A Dalia la cubre una gabardina color crema. Se acerca al mostrador, pide un café expreso y un muffin. Yo estoy con la cabeza gacha, mirándola de reojo. De su bolso saca su cartera, de ésta toma un billete y paga su cena. Me adelanto a salir de la cafetería, la espero a un costado de la puerta de salida. Ella sale del lugar: la choco, le pido que me disculpe que he sido un completo idiota; el café se esparce por el suelo; la bolsa con el panqué cae también. Dalia dice que no me preocupe, que ella ha tenido la culpa por no fijarse; le digo que me permita comprarle otro café, o mejor, le doy el mío junto con el pan que cargo en la bolsa de mi chamarra. Ella intenta decir algo pero interpongo mis palabras a las suyas y le pido que por lo menos me permita acompañarla a su casa, con la cara más amable que pude. Dalia accede aunque aclara que vive en el edificio de enfrente: “Vivo cruzando la calle”. Le digo “no importa” al tiempo que le entrego mi brazo para ayudarla a cruzar la calle como todo un caballero; ella confiada acepta —después de todo, ¿qué podría hacerle un joven con cara de niño como yo?— de pronto, casi al llegar a la puerta de entrada del edificio, me echo a reír, Dalia pregunta que por qué me rio, le digo que son nervios, sólo nervios.

 

Un hombre contemporáneo

A Roberto le cayó la noche sin importarle, mejor, no la vio llegar como siempre. Las teclas de su ordenador las machacaba en cada intento por no dejar rastro de error ortográfico. Después, voces cada vez más altas en tono, entre agudas y graves, el rechinar de respaldos de sillas flojas, lo despabiló. Guardó la captura del día y apagó la computadora. Resopló al tiempo que echaba en su portafolio dos papeles propagandísticos sobre cierta obra que se presenta en el teatro de enfrente que él nunca vio, junto con el montón de hojas que guardaba celosamente para, al día siguiente, continuar con su trabajo. No se despidió de nadie al igual que ninguno de sus compañeros advirtió su sigilosa marcha.
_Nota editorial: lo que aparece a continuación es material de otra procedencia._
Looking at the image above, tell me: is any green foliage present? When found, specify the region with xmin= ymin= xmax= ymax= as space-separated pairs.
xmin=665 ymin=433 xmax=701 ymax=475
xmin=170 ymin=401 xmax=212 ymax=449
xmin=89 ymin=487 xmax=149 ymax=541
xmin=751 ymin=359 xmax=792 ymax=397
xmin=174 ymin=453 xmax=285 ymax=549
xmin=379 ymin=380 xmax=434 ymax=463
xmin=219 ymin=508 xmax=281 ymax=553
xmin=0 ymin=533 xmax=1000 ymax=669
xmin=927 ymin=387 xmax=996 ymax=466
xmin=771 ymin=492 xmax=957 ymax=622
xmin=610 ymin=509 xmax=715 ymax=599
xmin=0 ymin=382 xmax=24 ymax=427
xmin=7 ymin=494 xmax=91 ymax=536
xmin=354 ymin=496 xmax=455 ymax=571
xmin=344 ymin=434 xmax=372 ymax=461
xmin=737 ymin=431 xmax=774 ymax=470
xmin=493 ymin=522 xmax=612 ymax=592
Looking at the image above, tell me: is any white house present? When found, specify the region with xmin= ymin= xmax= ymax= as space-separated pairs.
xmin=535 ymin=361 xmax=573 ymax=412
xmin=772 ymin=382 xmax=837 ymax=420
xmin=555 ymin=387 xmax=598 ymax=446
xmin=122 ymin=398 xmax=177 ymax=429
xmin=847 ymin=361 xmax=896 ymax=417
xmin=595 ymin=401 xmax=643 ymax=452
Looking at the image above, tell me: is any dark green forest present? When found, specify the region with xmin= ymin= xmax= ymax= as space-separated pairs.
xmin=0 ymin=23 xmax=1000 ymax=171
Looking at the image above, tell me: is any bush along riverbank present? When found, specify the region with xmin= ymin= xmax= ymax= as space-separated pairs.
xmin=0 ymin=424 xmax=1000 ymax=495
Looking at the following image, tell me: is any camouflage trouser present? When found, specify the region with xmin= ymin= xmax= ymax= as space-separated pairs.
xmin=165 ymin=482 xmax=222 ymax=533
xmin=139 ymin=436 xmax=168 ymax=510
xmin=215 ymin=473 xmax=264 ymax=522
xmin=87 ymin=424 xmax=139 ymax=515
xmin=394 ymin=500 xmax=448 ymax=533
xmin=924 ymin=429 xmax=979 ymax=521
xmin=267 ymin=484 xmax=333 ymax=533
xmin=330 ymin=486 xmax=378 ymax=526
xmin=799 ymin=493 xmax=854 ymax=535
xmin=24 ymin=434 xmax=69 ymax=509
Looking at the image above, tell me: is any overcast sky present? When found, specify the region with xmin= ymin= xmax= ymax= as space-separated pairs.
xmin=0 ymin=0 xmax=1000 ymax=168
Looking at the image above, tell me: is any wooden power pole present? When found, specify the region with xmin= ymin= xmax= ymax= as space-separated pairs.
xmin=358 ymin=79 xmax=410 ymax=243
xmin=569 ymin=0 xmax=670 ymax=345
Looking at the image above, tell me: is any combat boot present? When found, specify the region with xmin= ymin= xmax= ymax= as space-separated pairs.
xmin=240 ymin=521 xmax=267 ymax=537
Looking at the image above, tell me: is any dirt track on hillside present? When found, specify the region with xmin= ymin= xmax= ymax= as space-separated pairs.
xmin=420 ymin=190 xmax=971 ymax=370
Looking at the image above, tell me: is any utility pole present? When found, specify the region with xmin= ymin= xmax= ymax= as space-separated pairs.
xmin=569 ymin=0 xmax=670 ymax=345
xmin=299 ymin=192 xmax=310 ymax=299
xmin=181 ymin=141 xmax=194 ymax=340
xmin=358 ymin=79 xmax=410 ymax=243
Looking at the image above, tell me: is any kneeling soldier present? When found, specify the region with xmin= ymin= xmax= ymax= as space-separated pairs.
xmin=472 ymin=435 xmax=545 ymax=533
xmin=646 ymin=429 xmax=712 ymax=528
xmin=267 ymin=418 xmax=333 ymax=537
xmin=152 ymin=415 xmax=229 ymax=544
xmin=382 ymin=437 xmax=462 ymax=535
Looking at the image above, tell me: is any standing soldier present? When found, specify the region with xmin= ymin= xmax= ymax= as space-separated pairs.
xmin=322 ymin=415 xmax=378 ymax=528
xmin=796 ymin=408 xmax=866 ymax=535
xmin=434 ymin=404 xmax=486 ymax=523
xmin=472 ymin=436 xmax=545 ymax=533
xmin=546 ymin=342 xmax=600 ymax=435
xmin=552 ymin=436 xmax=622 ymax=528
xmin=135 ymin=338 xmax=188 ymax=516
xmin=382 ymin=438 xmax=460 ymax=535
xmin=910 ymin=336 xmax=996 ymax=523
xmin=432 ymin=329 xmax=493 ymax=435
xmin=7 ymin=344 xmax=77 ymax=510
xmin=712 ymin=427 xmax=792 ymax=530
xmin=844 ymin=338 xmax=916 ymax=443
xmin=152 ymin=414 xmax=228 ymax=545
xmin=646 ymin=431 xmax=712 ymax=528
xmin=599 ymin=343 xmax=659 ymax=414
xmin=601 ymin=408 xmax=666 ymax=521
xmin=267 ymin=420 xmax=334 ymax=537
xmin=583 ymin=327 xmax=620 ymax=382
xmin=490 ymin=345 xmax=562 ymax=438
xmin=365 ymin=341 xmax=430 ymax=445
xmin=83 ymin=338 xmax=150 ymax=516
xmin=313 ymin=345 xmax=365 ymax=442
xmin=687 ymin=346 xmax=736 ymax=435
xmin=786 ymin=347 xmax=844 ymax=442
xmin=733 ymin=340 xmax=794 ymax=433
Cabizbajo, con los ojos echados sobre la acera caminó dos cuadras, bajó las escalinatas del subterráneo. Esperó junto al calor humano que se podía contar por un par de miles, todos amontonados, el vagón del metro. Se dejó sobre la espalda de otro que esperaba ansioso entrar en la lata naranja. Cual cuerpo muerto sobre mar, echado a la suerte, con la inercia en pleno acto, entró. Allí, no quiso ver a nadie. Se internó en sí mismo donde la pesadumbre era su somnífero. Al llegar a su casa, viejo departamento, chico, en el que todo lo que habita ahí parece sufrir un estado perenne de amnesia cruda, y con la pena tendida sobre el plato, cenó algo que parecía haber sido preparado mucho tiempo atrás dado el estado descompuesto de la carne. No pasó mucho tiempo antes de que se echara sobre el colchón, sin tomarse un tiempo para ponerse ropa más cómoda. El traje color caqui era su funda.

A la mañana siguiente la misma rutina: hizo la pantomima de la ducha: no agua, aire; jabón seco sobre el piso; óxido por todo el cuadro metálico que hacía de esqueleto de bañera. Pasó al comedor barnizado en polvo, ese que hiere las fosas nasales, que irrita la garganta, enfermizo. El mismo plato, la carne verde, el vaso de agua marrón: misma acción de mímica. Tomó su portafolio negro y salió del departamento: mirada al suelo, cuerpo sobre riel imaginario con dirección al metro, cabello peinado a dedo, sin pasos.

De vuelta en el trabajo, casi las nueve de la mañana, Roberto ya teclea sin parar, de su portafolio saca el fajo de hojas, comienza a capturar, así como lo ha hecho durante treinta años ininterrumpidamente. Sigue, la mañana acabada, la tarde en huida, otra vez la noche. Movimiento, voces, rechinido del cajón del archivero que está a contra esquina de él haciendo el esfuerzo por encajar en su espacio; pasos, computadoras apagándose. Roberto hace lo propio, guarda su captura del día, vuelve a meter los dos papeles sueltos de la propaganda de la obra de teatro que se estrenó hace veinte años y que hacía quince que hubo desaparecido debido a la quiebra del teatro, también, guardó el bonche de hojas que diariamente apila sobre el escritorio justo antes de comenzar a teclear. Cruzó la sala de captura, bajó las escaleras y salió de la oficina directo a la noche que no ve. Entonces, vuelve a perderse en sí mismo, dobla la esquina, otra, y al bajar las escalinatas del subterráneo desaparece.